Todos somos imprescindíveis na construção de um país melhor. Se o país pensa que pode dispensar seja quem for está a percorrer um caminho errado. E se alguém se pretender marginalizar ou colar-se ao deste esforço colectivo também não está a contribuir par o bem comum. Penso que o bem comum tem de ser uma meta e um objectivo que todos temos de procurar, em conjunto.
Neste diálogo conjunto, nós podemos fazer de Portugal um país melhor, mais justo, mais solidário, onde as novas gerações possam colocar os talentos a render e onde os idosos sintam que contribuíram e que o tempo em que viveram não foi um tempo que agora é ignorado ou desvalorizado.
E precisamos, por exemplo, ao nível político, de novos protagonistas que encarnem esse novo caminho?
Precisamos de uma forma nova de ser líder e de ser protagonista, de ser governante e de ser responsável deste país.

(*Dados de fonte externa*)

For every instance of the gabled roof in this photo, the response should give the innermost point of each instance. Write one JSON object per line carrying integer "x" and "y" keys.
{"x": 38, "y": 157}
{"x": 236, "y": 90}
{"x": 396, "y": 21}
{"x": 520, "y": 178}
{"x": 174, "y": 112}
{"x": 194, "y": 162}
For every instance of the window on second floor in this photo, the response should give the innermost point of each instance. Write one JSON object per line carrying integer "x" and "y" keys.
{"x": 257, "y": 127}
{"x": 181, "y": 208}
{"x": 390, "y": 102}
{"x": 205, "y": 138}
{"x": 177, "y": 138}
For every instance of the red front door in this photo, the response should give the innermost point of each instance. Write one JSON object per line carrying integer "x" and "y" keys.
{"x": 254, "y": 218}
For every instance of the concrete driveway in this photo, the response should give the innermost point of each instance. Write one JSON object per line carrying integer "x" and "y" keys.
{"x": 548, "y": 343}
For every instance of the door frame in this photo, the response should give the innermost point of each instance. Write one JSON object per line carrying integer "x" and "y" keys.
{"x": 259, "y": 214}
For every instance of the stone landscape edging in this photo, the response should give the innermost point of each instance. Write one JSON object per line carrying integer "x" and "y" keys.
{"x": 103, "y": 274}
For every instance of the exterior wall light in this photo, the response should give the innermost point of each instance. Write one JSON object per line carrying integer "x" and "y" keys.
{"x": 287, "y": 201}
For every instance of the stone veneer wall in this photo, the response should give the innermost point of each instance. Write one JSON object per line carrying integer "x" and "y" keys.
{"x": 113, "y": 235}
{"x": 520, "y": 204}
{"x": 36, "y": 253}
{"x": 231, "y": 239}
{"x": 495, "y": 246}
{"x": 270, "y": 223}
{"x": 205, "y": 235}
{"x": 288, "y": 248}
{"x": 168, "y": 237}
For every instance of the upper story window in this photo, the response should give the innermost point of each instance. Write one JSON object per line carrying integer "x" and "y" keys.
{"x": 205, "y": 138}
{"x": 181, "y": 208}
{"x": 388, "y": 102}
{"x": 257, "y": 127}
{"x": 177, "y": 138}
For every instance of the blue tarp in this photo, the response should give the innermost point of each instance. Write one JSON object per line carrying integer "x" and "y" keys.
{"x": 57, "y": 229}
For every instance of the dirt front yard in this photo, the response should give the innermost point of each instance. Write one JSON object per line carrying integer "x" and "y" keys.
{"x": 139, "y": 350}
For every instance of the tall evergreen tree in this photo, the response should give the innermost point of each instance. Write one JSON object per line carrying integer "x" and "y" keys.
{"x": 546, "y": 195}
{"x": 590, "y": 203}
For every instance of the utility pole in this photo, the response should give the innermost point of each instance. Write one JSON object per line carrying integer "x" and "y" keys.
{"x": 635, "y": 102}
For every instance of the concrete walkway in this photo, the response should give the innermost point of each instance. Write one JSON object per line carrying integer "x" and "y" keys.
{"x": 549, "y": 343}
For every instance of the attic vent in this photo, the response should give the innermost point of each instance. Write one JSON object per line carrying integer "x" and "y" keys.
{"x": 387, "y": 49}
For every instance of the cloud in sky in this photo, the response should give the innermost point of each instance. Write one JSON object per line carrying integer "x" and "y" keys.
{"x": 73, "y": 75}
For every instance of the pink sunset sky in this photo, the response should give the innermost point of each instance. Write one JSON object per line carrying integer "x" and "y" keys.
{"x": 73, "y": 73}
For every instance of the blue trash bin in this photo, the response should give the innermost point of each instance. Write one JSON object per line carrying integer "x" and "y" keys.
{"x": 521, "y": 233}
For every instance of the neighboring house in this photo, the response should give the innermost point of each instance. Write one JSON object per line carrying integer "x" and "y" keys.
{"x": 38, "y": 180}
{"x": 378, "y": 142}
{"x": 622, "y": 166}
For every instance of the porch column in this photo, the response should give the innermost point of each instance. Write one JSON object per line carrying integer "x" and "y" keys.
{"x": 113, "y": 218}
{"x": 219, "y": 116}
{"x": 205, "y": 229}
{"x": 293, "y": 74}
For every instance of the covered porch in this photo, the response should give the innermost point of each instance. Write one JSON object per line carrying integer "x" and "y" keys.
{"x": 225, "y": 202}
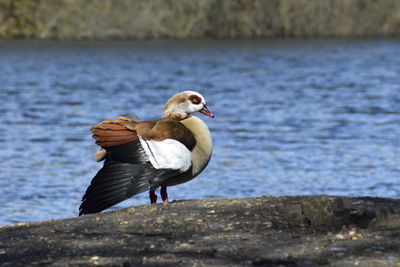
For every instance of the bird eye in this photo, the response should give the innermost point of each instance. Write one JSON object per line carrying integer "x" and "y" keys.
{"x": 195, "y": 99}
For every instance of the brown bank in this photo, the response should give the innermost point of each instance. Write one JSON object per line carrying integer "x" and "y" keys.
{"x": 264, "y": 231}
{"x": 138, "y": 19}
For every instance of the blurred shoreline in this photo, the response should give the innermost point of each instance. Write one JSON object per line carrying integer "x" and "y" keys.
{"x": 179, "y": 19}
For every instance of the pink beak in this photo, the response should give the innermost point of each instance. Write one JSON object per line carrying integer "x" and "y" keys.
{"x": 206, "y": 112}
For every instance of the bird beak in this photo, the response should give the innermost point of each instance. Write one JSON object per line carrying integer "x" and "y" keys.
{"x": 206, "y": 112}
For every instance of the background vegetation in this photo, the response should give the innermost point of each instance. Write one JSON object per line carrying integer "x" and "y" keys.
{"x": 137, "y": 19}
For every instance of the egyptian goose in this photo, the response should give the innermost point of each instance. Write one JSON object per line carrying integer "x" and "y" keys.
{"x": 143, "y": 155}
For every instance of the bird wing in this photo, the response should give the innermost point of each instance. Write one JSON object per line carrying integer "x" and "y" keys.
{"x": 138, "y": 156}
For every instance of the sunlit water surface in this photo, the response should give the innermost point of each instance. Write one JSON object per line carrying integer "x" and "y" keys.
{"x": 292, "y": 117}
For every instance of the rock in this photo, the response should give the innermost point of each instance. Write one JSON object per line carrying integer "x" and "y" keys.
{"x": 264, "y": 231}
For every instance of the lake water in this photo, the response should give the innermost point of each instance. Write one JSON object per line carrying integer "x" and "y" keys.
{"x": 293, "y": 117}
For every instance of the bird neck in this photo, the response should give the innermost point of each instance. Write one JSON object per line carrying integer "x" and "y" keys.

Através de uma forma de falar claro, de dizer a verdade, de dar as mãos em conjunto para todos construirmos o bem. E isso pode-se fazer com pessoas que sintam o seu coração disponível e que sintam que, mais do que o interesse próprio, está o interesse de todos e o bem comum a construir.
E que papel está reservado aos cristãos para dar confiança às instituições e à política de que fala?

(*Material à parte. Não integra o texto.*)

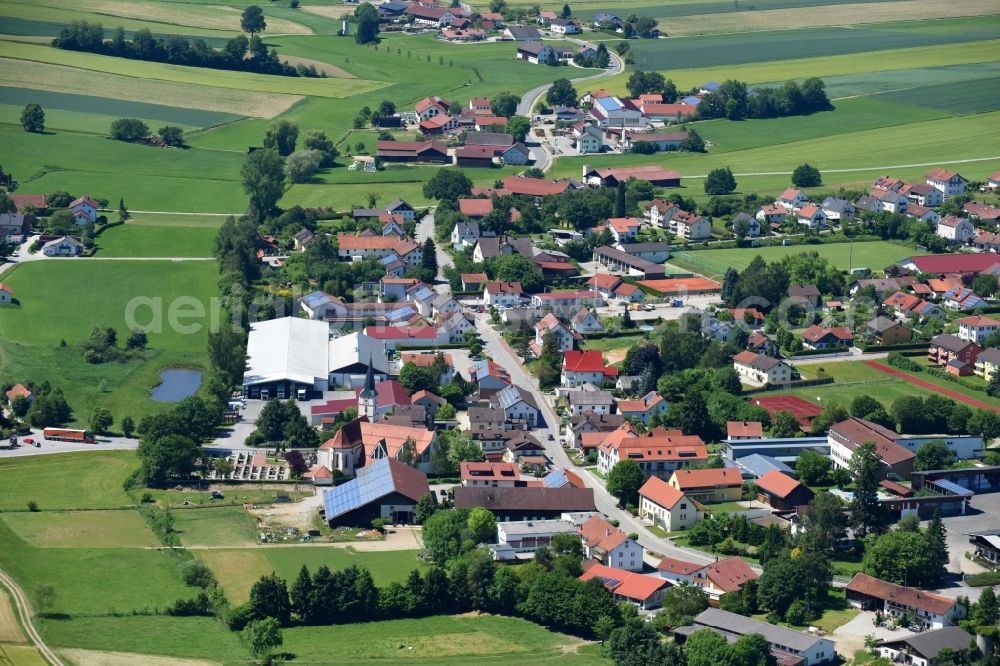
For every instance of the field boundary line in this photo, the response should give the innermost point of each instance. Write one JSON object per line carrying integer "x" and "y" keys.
{"x": 24, "y": 610}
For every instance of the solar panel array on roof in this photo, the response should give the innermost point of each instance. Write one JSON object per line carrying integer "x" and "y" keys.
{"x": 556, "y": 479}
{"x": 952, "y": 487}
{"x": 373, "y": 481}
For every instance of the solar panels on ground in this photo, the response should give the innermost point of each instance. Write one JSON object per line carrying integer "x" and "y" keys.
{"x": 952, "y": 487}
{"x": 556, "y": 479}
{"x": 373, "y": 481}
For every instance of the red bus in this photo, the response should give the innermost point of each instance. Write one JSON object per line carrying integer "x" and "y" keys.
{"x": 66, "y": 435}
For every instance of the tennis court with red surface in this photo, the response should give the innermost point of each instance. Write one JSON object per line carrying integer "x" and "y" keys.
{"x": 803, "y": 410}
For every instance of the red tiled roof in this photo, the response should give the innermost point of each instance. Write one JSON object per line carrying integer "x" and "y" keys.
{"x": 597, "y": 532}
{"x": 624, "y": 583}
{"x": 680, "y": 567}
{"x": 475, "y": 207}
{"x": 708, "y": 478}
{"x": 777, "y": 483}
{"x": 730, "y": 574}
{"x": 905, "y": 596}
{"x": 660, "y": 492}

Eu penso que aos cristãos está reservado desde sempre, desde o tempo de Jesus Cristo, o seu compromisso no meio do mundo. Os cristãos têm de ser trabalhadores incansáveis por um mundo mais juto e por uma sociedade mais fraterna.
Cada um no seu lugar, na sua família, na sua comunidade, na sua profissão, na sua responsabilidade, tem de fazer o melhor, de acordo com os critérios do Evangelho, segundo o paradigma que Jesus nos veio trazer para esta sociedade onde todos queremos ser próximos e irmãos uns dos outros.
Eu creio que o Papa Francisco hoje nos ensina que não podemos viver apenas de teorias, nem apenas de convicções, nem apenas de doutrina. Temos de exercitar na experiência diária da nossa vida aquilo em que acreditamos. Mais acção e sobretudo melhor acção.
Nós sabemos que Deus nos ama. Temos de comunicar isso sem medo, sem receio, sem subterfúgios, com convicção e com alegria. Depois, temos de traduzir em obras aquilo que a fé nos oferece em convicção.
E por isso as nossas obras revelam que a nossa fé está viva e que a nossa fé é actual e tem um contributo a dar ao mundo moderno e que tem uma expressão concreta na nossa família, no nosso bairro, na nossa cidade, na nossa aldeia, na nossa comunidade paroquial, no nosso trabalho, no nosso compromisso político, na nossa intervenção social, no nosso voluntariado generoso, nas iniciativas criativas que os jovens têm. Os jovens vão muitas vezes já muito longe de nós. Precedem-nos no caminho porque eles vêem com uma clareza e uma transparência de espírito que não está presa nem a interesses, nem a conveniências, nem a calculismos. Eles vêem que o caminho do futuro passa por outros critérios que não os calculismos interesseiros. Eles têm a visão da utopia que o Evangelho também nos oferece e que Deus nos revela.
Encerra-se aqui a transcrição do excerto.